Après des mois de lobbying acharné, ExxonMobil devrait voir ses vœux concrétisés. Son influence auprès des décideurs politiques « excède largement celle de groupes d’intérêts publics, comme les organisations non-gouvernementales ou les syndicats », déplore Somo. L’enquête dénonce la « capitulation » du Parlement européen, et notamment du Parti populaire européen (droite) et de Renew (centre) face aux intérêts d’un « petit mais puissant groupe de multinationales ». Dont la tactique ressemble, selon l’ONG, à celle mise en place par l’industrie du tabac, mais contre laquelle l’UE s’est dotée d’un principe très simple : l’encadrement très strict des contacts avec les lobbyistes de ce secteur. « Ceux qui causent le problème ne peuvent pas faire partie de la solution. »

Une règle que l’UE devrait élargir au plus vite au secteur pétrolier, car ExxonMobil compte bien poursuivre sa campagne de lobbying pour faire annuler d’autres normes européennes, comme la Corporate Sustainability Reporting Directive (CSRD, « directive sur le reporting de durabilité des entreprises »). Celle-ci oblige les grandes entreprises à rendre publique les conséquences de leurs activités sur l’environnement et la société.

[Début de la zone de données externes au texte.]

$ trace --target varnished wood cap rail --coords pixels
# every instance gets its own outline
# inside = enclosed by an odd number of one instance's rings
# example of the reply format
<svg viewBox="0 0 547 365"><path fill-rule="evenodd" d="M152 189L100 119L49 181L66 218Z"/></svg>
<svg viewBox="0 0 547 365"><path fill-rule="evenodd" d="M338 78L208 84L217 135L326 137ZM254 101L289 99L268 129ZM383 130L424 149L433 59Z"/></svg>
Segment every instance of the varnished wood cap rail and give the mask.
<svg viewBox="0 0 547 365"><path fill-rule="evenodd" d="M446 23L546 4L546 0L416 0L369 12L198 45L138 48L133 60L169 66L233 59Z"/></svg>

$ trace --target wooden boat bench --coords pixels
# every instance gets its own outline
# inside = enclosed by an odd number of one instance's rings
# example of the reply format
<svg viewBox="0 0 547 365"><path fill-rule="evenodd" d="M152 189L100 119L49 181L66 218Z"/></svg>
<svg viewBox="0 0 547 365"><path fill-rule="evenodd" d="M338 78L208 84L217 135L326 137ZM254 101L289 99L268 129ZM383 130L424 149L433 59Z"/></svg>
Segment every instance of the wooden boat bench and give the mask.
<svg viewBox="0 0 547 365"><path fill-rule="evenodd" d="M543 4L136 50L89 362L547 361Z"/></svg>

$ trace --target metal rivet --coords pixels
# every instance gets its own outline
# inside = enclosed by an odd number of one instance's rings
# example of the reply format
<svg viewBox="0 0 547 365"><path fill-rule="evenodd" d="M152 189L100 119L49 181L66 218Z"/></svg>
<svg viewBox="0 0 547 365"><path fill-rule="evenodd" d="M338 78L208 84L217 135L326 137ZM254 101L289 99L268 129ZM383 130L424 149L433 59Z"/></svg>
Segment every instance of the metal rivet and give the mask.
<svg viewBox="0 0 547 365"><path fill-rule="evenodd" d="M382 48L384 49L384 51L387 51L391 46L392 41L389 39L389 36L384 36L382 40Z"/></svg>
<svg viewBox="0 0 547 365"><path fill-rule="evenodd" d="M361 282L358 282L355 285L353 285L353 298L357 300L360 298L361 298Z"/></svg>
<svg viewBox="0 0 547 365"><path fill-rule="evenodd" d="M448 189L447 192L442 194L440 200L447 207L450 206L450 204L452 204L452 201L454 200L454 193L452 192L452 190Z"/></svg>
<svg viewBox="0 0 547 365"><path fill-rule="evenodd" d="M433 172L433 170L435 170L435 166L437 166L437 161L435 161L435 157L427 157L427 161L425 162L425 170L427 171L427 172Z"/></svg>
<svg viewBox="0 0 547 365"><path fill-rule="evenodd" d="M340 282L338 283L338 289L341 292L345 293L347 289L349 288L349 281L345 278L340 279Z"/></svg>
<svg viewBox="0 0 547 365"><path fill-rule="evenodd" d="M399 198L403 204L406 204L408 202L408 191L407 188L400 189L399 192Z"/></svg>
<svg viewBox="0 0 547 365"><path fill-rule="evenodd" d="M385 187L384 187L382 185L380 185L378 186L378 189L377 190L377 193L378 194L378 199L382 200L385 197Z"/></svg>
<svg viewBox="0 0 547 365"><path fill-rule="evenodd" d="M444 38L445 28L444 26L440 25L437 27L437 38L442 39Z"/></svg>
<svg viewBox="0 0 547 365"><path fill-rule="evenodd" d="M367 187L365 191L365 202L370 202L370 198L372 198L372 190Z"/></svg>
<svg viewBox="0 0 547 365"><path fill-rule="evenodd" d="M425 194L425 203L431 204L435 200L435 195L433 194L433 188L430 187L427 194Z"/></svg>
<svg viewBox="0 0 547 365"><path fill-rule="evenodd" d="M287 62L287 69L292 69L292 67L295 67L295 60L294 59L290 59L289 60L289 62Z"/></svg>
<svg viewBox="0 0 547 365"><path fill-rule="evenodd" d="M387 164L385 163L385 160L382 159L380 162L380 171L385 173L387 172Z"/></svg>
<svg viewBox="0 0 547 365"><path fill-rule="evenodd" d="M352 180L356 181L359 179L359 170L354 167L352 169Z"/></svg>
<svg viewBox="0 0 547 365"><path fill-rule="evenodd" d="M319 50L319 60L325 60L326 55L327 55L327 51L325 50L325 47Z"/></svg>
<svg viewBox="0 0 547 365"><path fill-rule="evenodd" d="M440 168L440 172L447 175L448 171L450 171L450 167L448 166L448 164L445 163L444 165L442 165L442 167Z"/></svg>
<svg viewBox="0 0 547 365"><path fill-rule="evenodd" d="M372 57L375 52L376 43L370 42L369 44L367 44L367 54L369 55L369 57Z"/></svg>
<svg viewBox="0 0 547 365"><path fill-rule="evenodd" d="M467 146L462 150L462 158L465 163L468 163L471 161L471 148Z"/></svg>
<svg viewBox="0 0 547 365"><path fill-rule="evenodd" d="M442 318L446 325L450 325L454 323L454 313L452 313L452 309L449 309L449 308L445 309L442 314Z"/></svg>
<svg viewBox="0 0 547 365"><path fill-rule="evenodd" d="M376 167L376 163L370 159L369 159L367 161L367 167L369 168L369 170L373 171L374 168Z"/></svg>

La Commission européenne vient d’annoncer qu’elle comptait sortir les entreprises non-européennes du champ d’application de cette directive, cédant ainsi aux ultimatums de l’administration Trump. D’après le Financial Times, c’était précisément il y a quelques jours l’objet d’une demande très officielle adressée par l’administration américaine à Bruxelles. Les entreprises étatsuniennes, dont ExxonMobil, estiment que ces directives vont les exposer « à un risque accru de poursuites judiciaires ». Ce serait renoncement supplémentaire de la part de l’exécutif européen, dans ce qui s’apparente de plus en plus à un démantèlement total des législations du Green Deal mises en place depuis 2021.